In the first assignment, there is a note says " * A convolution extracts features from an input image by taking the dot product between the input data and a 3D array of weights (the filter)." What is your take on this? It does not make sense to me. For example, if I have an input data of 4x4x4 and a filter of 3x3x4, they can’t dot product each other even when I disregard the number of channels: 4.
Prof Ng gives very concrete examples of how convolutions work in the lectures in Week 1. Have you been through the lectures? Remember the “vertical edge detector” example? The point is that the detection doesn’t happen because of one single “step” of the filter across the image. It is the net result of all the steps which shows the edge.
Also note that your example of a 4 x 4 input it not realistic. How much information is there in a 4 x 4 image? Not much, right? Try downsizing a 64 x 64 image to even 8 x 8 and then take a look at it. Pretty hard to see a cat, right?

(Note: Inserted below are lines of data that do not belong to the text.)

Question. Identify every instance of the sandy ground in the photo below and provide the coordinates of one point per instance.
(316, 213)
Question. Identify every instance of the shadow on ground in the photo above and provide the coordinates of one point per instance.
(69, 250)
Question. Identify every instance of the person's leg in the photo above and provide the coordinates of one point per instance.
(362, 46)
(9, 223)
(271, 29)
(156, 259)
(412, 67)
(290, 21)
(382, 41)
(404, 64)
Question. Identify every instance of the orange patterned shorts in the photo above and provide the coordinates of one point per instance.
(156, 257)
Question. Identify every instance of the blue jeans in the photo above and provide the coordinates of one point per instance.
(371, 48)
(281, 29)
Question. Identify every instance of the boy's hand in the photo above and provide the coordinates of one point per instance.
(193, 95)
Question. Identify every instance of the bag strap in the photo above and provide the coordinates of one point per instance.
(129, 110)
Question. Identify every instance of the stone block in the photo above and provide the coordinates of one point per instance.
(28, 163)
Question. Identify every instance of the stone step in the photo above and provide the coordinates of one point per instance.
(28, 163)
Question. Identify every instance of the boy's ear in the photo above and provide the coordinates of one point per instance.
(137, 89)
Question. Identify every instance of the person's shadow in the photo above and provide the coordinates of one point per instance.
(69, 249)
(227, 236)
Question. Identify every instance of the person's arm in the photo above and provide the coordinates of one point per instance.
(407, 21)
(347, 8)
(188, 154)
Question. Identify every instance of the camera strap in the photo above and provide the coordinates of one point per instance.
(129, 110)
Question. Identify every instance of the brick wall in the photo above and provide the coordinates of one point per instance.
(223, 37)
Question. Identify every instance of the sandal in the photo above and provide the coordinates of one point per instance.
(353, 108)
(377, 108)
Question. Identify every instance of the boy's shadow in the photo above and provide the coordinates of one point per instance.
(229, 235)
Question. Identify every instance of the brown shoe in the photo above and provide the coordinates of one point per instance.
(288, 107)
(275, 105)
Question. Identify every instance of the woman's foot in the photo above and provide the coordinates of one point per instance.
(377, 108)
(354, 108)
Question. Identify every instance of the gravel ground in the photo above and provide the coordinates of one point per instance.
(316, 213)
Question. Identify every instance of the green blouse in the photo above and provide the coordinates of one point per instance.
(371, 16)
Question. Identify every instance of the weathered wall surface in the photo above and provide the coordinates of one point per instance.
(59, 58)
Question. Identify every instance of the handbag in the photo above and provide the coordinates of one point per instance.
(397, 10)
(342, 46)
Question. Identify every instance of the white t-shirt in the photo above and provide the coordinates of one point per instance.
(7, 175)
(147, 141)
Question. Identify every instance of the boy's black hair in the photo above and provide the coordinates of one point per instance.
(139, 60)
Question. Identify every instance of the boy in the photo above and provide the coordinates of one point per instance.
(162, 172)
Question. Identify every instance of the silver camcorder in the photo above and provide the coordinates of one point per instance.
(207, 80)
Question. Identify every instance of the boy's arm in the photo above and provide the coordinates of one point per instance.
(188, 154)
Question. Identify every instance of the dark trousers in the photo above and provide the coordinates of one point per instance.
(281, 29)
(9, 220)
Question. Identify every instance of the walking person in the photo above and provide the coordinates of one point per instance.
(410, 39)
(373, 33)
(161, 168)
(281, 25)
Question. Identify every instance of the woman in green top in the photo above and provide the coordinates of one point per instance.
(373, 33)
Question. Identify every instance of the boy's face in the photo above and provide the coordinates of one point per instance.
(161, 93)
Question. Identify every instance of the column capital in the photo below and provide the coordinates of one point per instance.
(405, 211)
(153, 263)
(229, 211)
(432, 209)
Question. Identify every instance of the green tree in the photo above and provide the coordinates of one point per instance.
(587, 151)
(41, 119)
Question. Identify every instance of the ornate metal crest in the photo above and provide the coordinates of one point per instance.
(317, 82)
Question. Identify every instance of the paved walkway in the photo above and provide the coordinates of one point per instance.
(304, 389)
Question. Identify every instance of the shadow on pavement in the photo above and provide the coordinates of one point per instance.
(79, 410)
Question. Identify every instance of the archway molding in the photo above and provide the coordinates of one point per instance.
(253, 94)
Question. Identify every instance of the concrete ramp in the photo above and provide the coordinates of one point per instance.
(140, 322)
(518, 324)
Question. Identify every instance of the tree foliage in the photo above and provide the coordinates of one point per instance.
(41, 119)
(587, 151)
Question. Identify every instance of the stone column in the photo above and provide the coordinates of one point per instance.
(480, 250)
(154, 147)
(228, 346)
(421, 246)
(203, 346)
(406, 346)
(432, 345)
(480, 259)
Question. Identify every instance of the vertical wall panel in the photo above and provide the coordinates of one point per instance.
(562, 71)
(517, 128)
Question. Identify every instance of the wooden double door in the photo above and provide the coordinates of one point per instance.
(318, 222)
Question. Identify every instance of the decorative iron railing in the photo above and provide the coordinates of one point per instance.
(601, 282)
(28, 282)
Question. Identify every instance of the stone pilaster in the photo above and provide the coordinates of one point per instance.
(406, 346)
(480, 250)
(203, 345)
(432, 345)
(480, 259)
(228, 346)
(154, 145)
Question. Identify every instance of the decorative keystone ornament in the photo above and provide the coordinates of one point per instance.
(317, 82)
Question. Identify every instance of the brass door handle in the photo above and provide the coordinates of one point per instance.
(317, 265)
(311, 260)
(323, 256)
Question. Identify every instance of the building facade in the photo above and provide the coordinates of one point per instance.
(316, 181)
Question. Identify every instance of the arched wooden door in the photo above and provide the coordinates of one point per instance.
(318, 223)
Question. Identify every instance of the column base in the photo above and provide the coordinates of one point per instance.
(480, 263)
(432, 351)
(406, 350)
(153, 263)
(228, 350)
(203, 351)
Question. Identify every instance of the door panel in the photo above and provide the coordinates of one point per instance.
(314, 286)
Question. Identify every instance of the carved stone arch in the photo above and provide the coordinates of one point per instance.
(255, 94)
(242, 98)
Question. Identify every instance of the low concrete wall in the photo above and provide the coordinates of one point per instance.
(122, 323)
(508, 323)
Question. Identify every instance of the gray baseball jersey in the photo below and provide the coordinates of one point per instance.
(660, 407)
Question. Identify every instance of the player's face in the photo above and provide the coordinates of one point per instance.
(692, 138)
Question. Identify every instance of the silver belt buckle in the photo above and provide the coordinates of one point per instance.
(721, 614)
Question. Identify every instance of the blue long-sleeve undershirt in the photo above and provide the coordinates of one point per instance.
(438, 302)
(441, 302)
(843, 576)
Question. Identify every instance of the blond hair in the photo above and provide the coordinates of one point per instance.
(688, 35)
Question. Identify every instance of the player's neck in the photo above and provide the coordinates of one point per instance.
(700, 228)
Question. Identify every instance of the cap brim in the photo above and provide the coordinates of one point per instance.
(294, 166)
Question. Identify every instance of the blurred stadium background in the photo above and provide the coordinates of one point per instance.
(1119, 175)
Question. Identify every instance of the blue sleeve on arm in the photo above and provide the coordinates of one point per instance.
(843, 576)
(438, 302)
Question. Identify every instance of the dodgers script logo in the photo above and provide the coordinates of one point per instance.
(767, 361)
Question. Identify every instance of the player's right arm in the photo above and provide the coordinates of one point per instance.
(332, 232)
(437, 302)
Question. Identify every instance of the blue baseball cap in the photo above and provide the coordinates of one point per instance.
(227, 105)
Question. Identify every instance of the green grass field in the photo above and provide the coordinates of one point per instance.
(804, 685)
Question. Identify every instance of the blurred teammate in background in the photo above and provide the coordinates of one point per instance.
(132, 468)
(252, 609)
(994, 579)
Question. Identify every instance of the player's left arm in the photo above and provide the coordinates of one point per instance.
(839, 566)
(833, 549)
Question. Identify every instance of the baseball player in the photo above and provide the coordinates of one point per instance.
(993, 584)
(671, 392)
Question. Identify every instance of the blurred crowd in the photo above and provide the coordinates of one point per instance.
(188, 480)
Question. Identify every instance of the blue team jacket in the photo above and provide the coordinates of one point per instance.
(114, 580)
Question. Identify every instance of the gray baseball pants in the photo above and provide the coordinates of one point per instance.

Thanks for answering so quick! Yes, I have watched all the lecture in week 1. I guess I was not clear enough with my question. In Prof Ng’s lecture, he mentioned in a step of convolution, we take the elementwise product for each filter and each slice of in the image, it should not be a dot product. This was what I was confused about, element-wise product is definitely not the same as dot product. If I got it wrong, please correct me!
Well, you’re right that it’s not implementable using a straight np.dot
call, but think about what the operation does at each step or position of the input: it multiplies the corresponding elements individually and then adds them all up to produce a scalar value. Kind of sounds like what a “dot product” does in the general sense, right? That’s all he means by saying that.